Stubborn inflation, cheaper gilts
This week, the UK was presented with inflation data that despite being touted by the Prime Minister Rishi Sunak as progress, should in our view be seen as anything but. While headline inflation fell from 10.1% to 8.7%, this still left the rate a full 0.5% higher than expected and more importantly involved a rise from 6.2% to 6.8% in Core CPI – which excludes the more volatile food and energy price changes (and is thus seen as a better predictor of ongoing inflation).
April’s number included a 6.9% rise in services inflation. We find this particularly worrying because there’s no obvious benign catalyst to reverse embedded services inflation; global supply chains may continue to smooth, commodity prices have as much scope to normalise as spike but ultimately rising unemployment is the most likely remedy for labour market tightness pushing services higher. While economists repeatedly point to one-off reasons for higher inflation in the UK, there always seems to be one more one-off to keep CPI higher. Those negotiating wages just see the trend and it’s through wages that transitory inflation becomes embedded, and the data suggests UK inflation is close to being entrenched.
These fears that inflation will remain stubbornly high and necessitate further hikes from the Bank of England resulted in an immediate sell-off in gilts - pushing the 10 year yield 20 basis points higher on Tuesday morning. While market pricing now implies an additional 100bps of hikes from the Bank of England can be expected. In this backdrop gilts have drifted higher throughout May and have continued to sell off this week following the inflation data – leaving yields 60bps higher across the yield curve.
In terms of relative value however, we think this is somewhat reassuring. The ECB only has 50bps of hikes priced in while Europe looks to be facing equally worrying core inflation and wage trends. Given how far gilts have already shifted, a downside shock as Bunds catch up is very possible. While arguments can be made that US inflation is on a better path, expectations of multiple cuts within the next 12 months, despite current FED rhetoric, leaves treasuries vulnerable in our view.
Recalling the crisis that pension schemes suffered as their LDI strategies required swift margin payments during the UK’s mini-budget debacle in September – what’s the danger that another vicious cycle of long-end gilt selling breaks out again? Capital calls for pension schemes were already beginning last Friday and the continued move higher in gilt yields this week will surely lead to more. However, having had 8 months to prepare, and regulatory pressure to do so, today LDI schemes are holding far more collateral to cover gilt moves and operate with less leverage. This means there is more headroom in the system before forced selling of gilts and should allow for a smoother rebalancing of assets – but it is headroom rather than immunity. All LDI participants are effectively following the same strategy so if collateral is breached long gilts would be offloaded by all, at the same time, with no obvious buyer. As a consequence we’d expect pension schemes to earnestly rebuild collateral as it’s used up – and this means outflows from risk assets.

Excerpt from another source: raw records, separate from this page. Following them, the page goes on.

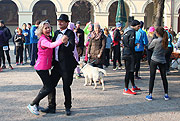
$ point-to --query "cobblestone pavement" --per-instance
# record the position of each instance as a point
(18, 88)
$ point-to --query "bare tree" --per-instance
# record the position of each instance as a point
(158, 12)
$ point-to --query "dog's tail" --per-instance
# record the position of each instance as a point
(103, 71)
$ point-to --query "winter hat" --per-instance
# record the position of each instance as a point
(118, 24)
(135, 23)
(1, 21)
(151, 29)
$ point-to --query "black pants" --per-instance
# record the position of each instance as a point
(107, 53)
(19, 54)
(167, 56)
(34, 51)
(26, 50)
(117, 56)
(47, 86)
(138, 57)
(129, 66)
(1, 54)
(8, 57)
(67, 78)
(162, 68)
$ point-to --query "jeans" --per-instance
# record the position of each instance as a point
(162, 68)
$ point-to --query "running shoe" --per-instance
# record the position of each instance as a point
(128, 92)
(135, 89)
(166, 97)
(33, 109)
(149, 97)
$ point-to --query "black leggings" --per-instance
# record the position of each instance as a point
(47, 86)
(162, 68)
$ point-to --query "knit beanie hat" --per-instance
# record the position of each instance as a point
(135, 23)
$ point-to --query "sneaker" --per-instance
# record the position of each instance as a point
(135, 89)
(33, 109)
(148, 97)
(137, 77)
(166, 97)
(3, 67)
(0, 69)
(114, 68)
(128, 92)
(10, 67)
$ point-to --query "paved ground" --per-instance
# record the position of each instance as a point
(18, 88)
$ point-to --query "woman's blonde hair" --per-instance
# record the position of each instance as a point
(39, 30)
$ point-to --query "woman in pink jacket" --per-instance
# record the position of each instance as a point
(43, 63)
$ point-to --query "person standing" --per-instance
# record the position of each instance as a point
(80, 34)
(116, 46)
(96, 47)
(33, 43)
(19, 40)
(44, 63)
(141, 41)
(26, 34)
(129, 56)
(64, 64)
(6, 35)
(159, 46)
(108, 46)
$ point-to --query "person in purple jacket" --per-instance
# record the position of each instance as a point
(44, 63)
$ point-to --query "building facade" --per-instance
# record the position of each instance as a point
(17, 12)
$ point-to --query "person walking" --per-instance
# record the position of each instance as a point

So while the underlying technical for sterling credit has been very positive of late - with a lack of supply of new issuance from corporates and the Bank of England very close to finishing its corporate bond selling - if gilts continue to sell-off we need to be prepared for that technical to reverse as credit becomes a source of liquidity. We take comfort in the strong underlying fundamentals of UK credits and the buffer higher yields and spreads help provide but we think it makes credit selection and active management all the more important.

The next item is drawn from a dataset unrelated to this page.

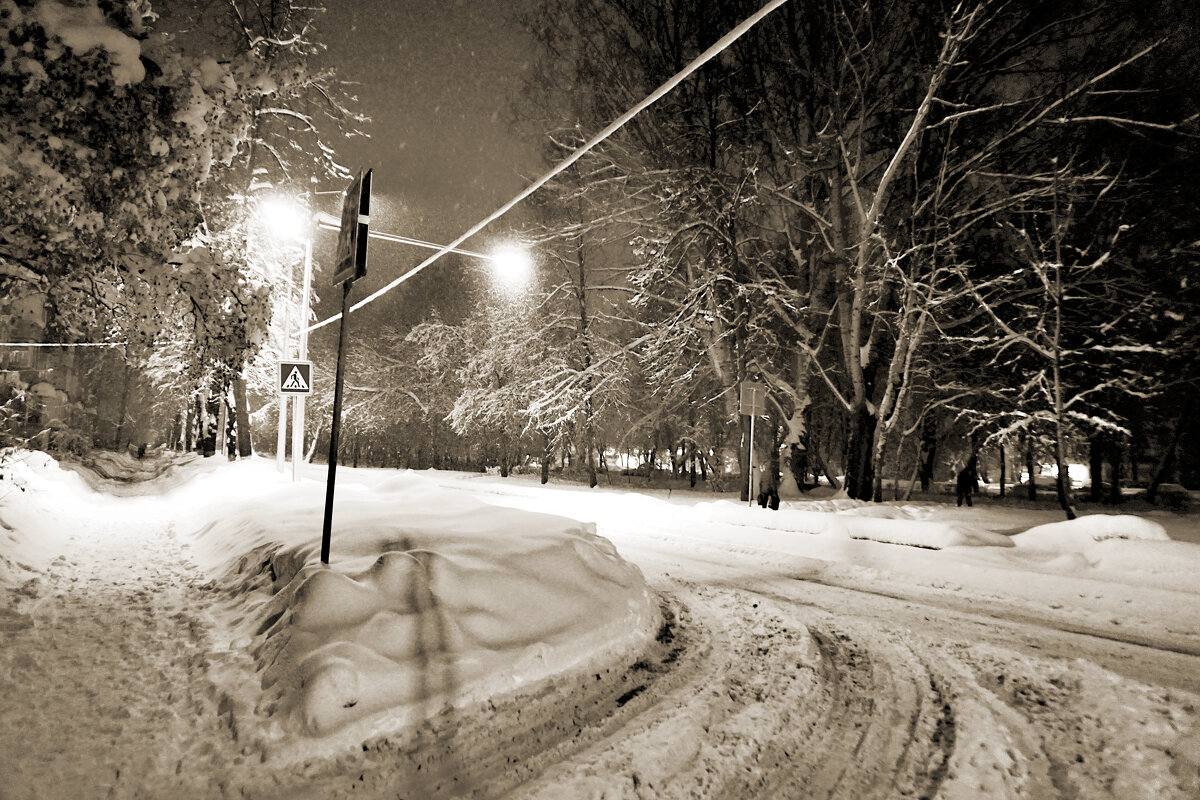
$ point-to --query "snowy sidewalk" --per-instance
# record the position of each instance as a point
(102, 669)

In comparison to last September, the moves in gilts we are seeing are less aggressive and that is very much a positive for smooth functioning markets – but from the UK Government’s point of view, there’s no obvious lever to pull to reverse them. Given how much pessimism is already priced into gilts there’s no particular reason to think they need to cheapen more but if they do so, there’s no spending spree or tax cuts to cancel and firing the Chancellor won’t cause an immediate rally this time. Inflation is the Bank of England’s fight here, tight monetary policy can eventually tame it but it becomes an increasingly painful medicine, both to prescribe and to take.